A new generation of energy storage electrode materials constructed from carbon dots

Abstract

Carbon dots (CDs), an emerging class of carbon materials, hold a promising future in a broad variety of engineering fields owing to their high diversity in structure, composition and properties. Recently, their potential applications have spanned from bio-imaging, fluorescent probing and catalysis, to energy storage fields, in particular as materials in the key components of electrochemical energy storage devices. The state-of-the-art research work has revealed that CD-based or modified electrodes exhibit profound improvement in all key functions, such as coulombic efficiency, cycling life, enlarging capacity, etc., in comparison to traditional electrodes. The improvement in all these properties can be realized by introducing a small quantity of CDs to the traditional electrode systems. A comparative optimization in this regard, however, requires incorporation of more carbon nanotubes (CNTs) or graphene or other carbon-based materials, indicating that CD-incorporated electrode materials would maintain their energy density more efficiently.

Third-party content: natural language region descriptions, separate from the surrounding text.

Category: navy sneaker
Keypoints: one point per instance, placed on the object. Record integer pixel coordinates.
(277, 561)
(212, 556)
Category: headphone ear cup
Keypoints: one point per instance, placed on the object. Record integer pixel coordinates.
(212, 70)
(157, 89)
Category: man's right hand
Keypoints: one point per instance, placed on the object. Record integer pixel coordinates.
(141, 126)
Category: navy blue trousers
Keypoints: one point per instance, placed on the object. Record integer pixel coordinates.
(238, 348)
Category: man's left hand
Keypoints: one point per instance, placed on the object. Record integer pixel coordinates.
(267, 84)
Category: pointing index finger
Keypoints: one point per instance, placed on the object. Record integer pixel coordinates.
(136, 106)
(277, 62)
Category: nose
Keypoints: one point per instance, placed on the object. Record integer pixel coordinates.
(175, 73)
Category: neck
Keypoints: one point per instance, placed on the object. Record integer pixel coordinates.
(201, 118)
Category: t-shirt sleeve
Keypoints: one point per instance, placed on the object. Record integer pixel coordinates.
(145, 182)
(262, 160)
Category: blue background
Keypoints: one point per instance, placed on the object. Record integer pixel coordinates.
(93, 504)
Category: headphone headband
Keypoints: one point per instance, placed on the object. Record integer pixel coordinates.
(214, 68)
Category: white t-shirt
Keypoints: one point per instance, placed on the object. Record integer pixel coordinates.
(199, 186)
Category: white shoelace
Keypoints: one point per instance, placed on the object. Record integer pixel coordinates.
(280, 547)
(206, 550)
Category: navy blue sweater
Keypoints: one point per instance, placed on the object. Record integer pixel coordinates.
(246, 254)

This review will summarize the progress to date in the design and preparation of CD-incorporated energy storage devices, including supercapacitors, Li/Na/K-ion batteries, Li–S batteries, metal–air batteries and flow batteries, and elaborate on the influence of these unique structures and rich properties of CDs on the electrochemical performance of the resulting electrodes and devices. Consequently, the specific functions and the novel working mechanisms of CD-modified electrodes for energy storage units will be discussed, aiming at providing new insights for guidance for design and manufacturing of the next generation of electrode materials for high-performance energy storage.